Parallelization

Multi-list population

I've parallelized multi-list population on a list basis, i.e. only 1 thread can populate a list. Population of a single list is basically impossible because of the dependencies in the linear congruental pseudo-random number generation algorithm.

Parallelization is implemented with OpenMP technology:

putenv("KMP_AFFINITY=scatter");

#pragma omp parallel for schedule(guided, 1) num_threads(fill_thread_count)

for (size_t i = 0; i < list_count; i += 1)

fill_list(lists, rnds[i], elem_count, i);

Number of threads employed in population is determined as:

min(number_of_lists, number_of_hardware_threads, number_of_numa_nodes * 4)

There is no sense in employing more threads than there are hardware threads of lists. NUMA related component is the formula deals with memory bandwidth – 4 threads are perfectly able to exhaust node available memory bandwidth.

KMP_AFFINITY=scatter is set because we need to occupy all NUMA nodes (we need their memory bandwidth). Scatter affinity distributes threads as far from each other as possible (refer to Intel OpenMP Thread Affinity Interface for details).

Ranking

Problem analysis reveals quite tight data dependencies between processing of list elements. Namely, processing of i-th element in a list depends on processing of 0..i-1 elements in all other lists. Thus, it's impossible to process lists one-by-one independently of each other (which would be an ideal variant from parallelization point of view). However, what can be processed in parallel is an "i-th slice of a multi-list", i.e. i-th elements in all lists.

So, I've employed a phased algorithm for parallelization. Namely, each worker thread is assigned with a batch of lists.
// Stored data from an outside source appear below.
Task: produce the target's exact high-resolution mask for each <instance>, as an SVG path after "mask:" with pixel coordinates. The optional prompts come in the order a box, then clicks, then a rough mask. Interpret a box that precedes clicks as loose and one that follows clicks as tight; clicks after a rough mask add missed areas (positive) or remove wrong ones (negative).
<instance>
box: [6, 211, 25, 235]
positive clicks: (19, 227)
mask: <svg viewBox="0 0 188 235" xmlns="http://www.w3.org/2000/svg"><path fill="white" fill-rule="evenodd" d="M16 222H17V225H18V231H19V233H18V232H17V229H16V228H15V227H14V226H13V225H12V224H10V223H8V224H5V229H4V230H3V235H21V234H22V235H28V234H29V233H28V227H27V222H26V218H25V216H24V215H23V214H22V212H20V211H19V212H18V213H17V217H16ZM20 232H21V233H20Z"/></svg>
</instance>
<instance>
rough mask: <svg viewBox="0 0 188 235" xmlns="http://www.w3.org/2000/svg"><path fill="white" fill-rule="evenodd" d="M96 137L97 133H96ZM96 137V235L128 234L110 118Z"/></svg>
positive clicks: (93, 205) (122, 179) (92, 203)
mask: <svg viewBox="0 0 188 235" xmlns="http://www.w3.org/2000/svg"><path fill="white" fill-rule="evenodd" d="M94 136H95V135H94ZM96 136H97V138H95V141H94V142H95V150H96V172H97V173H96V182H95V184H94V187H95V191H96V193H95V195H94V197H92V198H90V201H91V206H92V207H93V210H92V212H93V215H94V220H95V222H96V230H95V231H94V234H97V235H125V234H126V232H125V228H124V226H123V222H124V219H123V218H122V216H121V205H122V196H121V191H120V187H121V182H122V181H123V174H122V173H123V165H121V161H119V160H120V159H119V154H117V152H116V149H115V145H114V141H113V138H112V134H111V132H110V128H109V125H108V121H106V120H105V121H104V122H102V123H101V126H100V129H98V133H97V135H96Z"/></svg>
During each phase a thread iterates over the batch, and for each list searches for a first non ranked element and ranks it. All worker thread synchronize on a barrier [[url]] at the end of each phase. If during a phase worker thread detects that some list runs out, then the thread schedules rebalance procedure for the end of the phase. Rebalance procedure redistributes remaining lists evenly among worker threads.

Here is pseudo-code that's executed by worker threads:

for (;;)

{

bool list_removed = false;

for (size_t b = 0; b != my_batch.size(); b += 1)

{

size_t const list_idx = my_batch[b];

// actual processing is omitted for brevity

list_removed |= handle_list(list_idx);

}

if (barrier.wait(thread_idx, list_removed))

{

rebalance_batches();

barrier.restore();

}

if (my_batch.empty())

break;

}

Rebalance procedure is executed only by main thread (thread_idx == 0) iff any of the threads signaled exhaustion of one or more lists. During rebalance all other threads (except main) are parked on the barrier. When main thread finishes with rebalancing, it releases the barrier. This algorithm ensures mutual exclusion for accesses to batches.

Multi-threading is implemented by means of OpenMP, however it's used only to start threads:

putenv("KMP_AFFINITY=compact");

#pragma omp parallel for schedule(static, 1) num_threads(rank_thread_count)

for (int thread_idx = 0; thread_idx < tcount; thread_idx += 1)

rank(..., thread_idx, ...);

KMP_AFFINITY=compact is set because of the frequent synchronization between threads. Compact affinity places threads closer to each other, so that synchronization is less costly (refer to Intel OpenMP Thread Affinity Interface for details).